A series of gaffes at Blippy, Google, and a Midwest bank exposed the credit card numbers of four individuals within Google search results for more than two months. Friday was easily the worst day in the history of Blippy, a young start-up that enables people to create social networks around sharing information on goods and services they buy.
VentureBeat discovered that credit card numbers of four Blippy users could be found in Google's search index, and it published its findings in a story, forcing the start-up's three founders to scramble to repair the damage and get the numbers removed from Google's search index.

Blippy acknowledged that it should not have exposed raw data containing credit card numbers to the Internet in February, when it was working on the site. But Google confirmed that its search bots should have noticed that Blippy had removed that raw data promptly when its crawling technology made its next pass across Blippy's site, which may have never happened.
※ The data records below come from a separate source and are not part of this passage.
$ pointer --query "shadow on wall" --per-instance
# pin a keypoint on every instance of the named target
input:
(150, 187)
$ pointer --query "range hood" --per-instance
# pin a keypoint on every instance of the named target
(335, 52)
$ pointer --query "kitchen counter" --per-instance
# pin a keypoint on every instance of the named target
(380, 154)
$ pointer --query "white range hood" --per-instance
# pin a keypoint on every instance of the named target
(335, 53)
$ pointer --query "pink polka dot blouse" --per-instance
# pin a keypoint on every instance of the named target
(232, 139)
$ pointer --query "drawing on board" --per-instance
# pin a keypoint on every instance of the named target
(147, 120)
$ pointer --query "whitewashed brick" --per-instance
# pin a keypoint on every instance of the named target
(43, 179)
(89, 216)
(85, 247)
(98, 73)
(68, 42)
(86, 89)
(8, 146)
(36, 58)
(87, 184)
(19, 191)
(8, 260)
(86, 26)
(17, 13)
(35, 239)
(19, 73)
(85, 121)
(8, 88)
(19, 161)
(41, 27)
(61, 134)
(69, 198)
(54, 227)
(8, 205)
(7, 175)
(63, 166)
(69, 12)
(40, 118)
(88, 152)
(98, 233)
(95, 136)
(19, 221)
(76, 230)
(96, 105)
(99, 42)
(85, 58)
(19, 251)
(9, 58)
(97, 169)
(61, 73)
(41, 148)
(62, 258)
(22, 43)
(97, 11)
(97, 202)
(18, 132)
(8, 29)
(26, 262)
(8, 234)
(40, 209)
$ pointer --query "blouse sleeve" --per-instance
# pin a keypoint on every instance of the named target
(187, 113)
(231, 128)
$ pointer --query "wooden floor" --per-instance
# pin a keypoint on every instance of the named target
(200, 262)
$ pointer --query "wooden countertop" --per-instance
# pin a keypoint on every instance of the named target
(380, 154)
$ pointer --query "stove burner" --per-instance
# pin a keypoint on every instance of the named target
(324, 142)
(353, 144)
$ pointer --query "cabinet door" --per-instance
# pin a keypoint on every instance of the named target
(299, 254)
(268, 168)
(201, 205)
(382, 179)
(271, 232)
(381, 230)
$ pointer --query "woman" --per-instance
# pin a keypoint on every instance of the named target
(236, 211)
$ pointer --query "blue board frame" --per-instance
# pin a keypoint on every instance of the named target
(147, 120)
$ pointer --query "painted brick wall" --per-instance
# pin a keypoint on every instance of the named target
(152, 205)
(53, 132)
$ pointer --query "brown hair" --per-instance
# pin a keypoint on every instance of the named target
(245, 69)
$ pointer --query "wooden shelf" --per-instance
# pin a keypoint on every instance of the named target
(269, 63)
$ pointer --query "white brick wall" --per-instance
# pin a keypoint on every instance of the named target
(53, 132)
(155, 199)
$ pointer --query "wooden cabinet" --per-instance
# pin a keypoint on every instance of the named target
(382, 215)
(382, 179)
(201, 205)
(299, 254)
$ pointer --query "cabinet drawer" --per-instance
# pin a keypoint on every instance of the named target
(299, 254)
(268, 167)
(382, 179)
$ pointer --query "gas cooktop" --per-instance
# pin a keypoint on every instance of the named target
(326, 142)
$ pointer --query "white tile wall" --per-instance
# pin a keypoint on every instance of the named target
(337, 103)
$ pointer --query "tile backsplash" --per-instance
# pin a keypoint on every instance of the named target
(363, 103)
A Google representative said the company was looking into why its technology did not update its cache of Blippy's pages for more than two months, declining to comment further.

The problem began when Blippy made a few changes to its Web site code in early February, inadvertently exposing the raw data that banks send to the service when a credit card user makes a purchase. That data usually includes innocuous data such as time, date, amount, and location of the purchase, and Blippy realized that it needed to scrub that data from its site when it discovered that confirmation numbers for airline tickets were exposed.